I sputtered and coughed. Rolled over, sitting up, facing down the hill. Mangled bodies littered the sides of the road. Sachi was a few feet away from me, clumsily climbing to her feet. Olivia lay further down the hill, both of her legs and left arm missing as she wailed pitifully, struggling to pull herself up the hill with her one intact arm. Sachi spotted her, aimed her 30 mm and fired, Olivia’s head exploding as her torso went limp. Sachi trotted dizzily toward me, helping me to my feet before we both took off up the hill.
The APC:B-021s arrived on the road below us, laying down a hurricane of gunfire as we retreated. Sachi and I zigzagged up the steep incline, small trees toppling down around us from all the steel in the air. The sound of the rail guns charging surged up again, ending in the four explosions erupting like a dreadful snare drum, devastating the side of the hills, blasting trees and rocks down onto the road below.
The forest grew thicker around us, snow beginning to fall. Frightened refugees ran in every direction, shouting and crying. Explosions peppered the hill from RPGs, flinging dirt, stone, and blood from every direction. Soldiers in EXO:G-039s converged on us from both sides, .50 cals cracking.

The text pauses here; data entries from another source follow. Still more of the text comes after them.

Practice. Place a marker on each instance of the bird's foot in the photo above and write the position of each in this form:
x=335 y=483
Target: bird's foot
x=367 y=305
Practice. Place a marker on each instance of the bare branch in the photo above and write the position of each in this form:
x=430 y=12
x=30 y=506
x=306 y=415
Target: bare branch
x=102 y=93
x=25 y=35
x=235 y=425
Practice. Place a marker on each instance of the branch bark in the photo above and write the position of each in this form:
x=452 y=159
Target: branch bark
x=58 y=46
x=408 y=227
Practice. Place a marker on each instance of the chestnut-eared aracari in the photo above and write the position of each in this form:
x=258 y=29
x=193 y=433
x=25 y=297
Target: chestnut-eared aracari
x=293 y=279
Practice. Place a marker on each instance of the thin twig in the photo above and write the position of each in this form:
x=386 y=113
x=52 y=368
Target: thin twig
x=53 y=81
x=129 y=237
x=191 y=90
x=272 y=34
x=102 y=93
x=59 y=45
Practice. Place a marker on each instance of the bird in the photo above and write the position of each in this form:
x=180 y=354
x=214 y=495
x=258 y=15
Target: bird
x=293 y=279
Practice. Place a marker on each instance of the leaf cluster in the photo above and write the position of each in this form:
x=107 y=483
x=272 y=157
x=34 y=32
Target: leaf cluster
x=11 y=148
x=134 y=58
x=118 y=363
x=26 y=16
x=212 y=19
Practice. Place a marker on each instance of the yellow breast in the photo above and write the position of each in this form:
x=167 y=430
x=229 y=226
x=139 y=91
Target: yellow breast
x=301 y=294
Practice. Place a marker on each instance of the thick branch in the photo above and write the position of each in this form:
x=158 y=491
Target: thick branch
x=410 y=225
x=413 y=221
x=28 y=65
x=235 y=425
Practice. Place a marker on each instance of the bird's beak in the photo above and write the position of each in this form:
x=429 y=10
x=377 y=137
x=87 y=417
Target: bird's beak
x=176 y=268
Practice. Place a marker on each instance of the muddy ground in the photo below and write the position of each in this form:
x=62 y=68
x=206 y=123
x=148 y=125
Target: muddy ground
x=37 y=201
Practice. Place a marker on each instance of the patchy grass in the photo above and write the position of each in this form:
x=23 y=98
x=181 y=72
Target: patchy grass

Sachi and I got to a large boulder, stopping and putting our backs to it. She looked at me and gave a nod before both of us looked down the hill and started spraying .50 cal fire at the soldiers, taking careful aim with our 30 mils to pick them off.
I shot at one soldier as he chased after three refugees, his entrails tearing out the other side of him as he tumbled to the frozen ground. Another turned and charged at us.
My .50 cal bullets flung off him as both of us brought our 30 mils to aim, firing at the same time. His bullet hit the rock just over my left shoulder, a shard of stone going through my suit and slicing down the length of my tricep. The soldier fell forward, sliding over the ground and coming to a stop two feet from me, dead.
A group of three soldiers came rushing from our right. Sachi and I both aimed our grenades at them. Mine hit first, tossing them down the hill, Sachi’s exploding right afterwards and knocking them back up the hill, their shattered bodies falling in crumpled piles next to a scorched pine.
The hum of the charging rail guns flared up again, the explosions crashing violently from every direction, the shockwaves knocking Sachi and me around like rag dolls. The pain in my chest felt like it might stop my heart, head throbbing, ears ringing.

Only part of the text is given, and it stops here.